Personal information Any information identifying a data subject or information relating to a data subject that we can identify (directly or indirectly) from that data alone or in combination with other identifiers we possess or can reasonably access. Personal information includes criminal convictions and offences data, special categories of personal information and pseudonymised personal information but excludes anonymous data or data that has had the identity of an individual permanently removed. Personal information can be factual (for example, a name, email address, location or date of birth) or an opinion about that person’s actions or behaviour
Privacy notices See processing notices above
Process, processes, processing Any activity or set of activities which involves personal information including collection, recording, organisation, structuring, storage, adaptation or alteration, retrieval, consultation, use, disclosure by transmission, dissemination or making available, alignment or combination, restriction, erasure or destruction
Processing areas South Africa
Pseudonymised, pseudonymisation Replacing information that directly or indirectly identifies an individual with one or more artificial identifiers (for example, a numerical identifier or other code) or pseudonyms so that the data subject cannot be identified without combining the identifier or pseudonym with other information which has been kept separately and securely.

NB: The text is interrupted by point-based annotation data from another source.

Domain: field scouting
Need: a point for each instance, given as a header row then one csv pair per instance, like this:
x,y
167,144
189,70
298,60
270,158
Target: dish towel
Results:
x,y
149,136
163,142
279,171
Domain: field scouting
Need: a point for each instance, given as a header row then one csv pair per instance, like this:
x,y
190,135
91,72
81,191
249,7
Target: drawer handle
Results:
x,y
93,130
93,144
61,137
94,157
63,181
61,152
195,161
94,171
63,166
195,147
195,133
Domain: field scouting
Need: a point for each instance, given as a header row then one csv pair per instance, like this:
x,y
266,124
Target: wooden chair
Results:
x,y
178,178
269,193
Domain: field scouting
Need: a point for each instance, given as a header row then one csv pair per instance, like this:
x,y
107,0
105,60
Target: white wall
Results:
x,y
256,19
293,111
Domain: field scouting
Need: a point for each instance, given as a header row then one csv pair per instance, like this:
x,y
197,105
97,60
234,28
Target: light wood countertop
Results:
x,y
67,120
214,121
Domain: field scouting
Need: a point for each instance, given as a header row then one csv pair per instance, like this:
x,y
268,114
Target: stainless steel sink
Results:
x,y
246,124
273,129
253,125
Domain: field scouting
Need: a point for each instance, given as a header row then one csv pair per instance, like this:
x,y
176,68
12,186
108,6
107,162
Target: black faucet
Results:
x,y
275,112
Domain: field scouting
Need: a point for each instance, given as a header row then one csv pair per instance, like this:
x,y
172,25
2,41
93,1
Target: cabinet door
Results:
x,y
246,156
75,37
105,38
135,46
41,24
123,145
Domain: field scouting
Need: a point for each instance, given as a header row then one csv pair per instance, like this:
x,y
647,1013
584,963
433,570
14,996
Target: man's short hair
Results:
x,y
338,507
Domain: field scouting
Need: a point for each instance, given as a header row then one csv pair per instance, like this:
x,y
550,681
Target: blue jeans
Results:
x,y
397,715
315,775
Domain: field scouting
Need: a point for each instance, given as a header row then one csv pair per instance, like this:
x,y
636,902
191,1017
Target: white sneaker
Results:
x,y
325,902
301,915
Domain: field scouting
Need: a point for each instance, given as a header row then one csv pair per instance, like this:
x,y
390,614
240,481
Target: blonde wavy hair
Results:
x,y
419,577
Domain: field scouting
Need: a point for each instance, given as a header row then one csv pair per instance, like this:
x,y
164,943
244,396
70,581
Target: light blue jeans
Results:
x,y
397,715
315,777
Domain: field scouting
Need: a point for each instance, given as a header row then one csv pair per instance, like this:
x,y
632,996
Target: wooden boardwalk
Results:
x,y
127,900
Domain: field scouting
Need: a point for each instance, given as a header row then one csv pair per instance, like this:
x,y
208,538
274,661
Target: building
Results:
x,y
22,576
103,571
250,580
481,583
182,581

Personal information that has been pseudonymised is still treated as personal information (unlike personal information which has been anonymised)
Related policies and procedures The related POPIA policies and procedures
Special categories of personal information Means information revealing racial or ethnic origin, political opinions, religious or similar beliefs, trade union membership, physical or mental health conditions, sexual life, sexual orientation, biometric or genetic data, and, for the purposes of this policy personal information relating to criminal offences and convictions.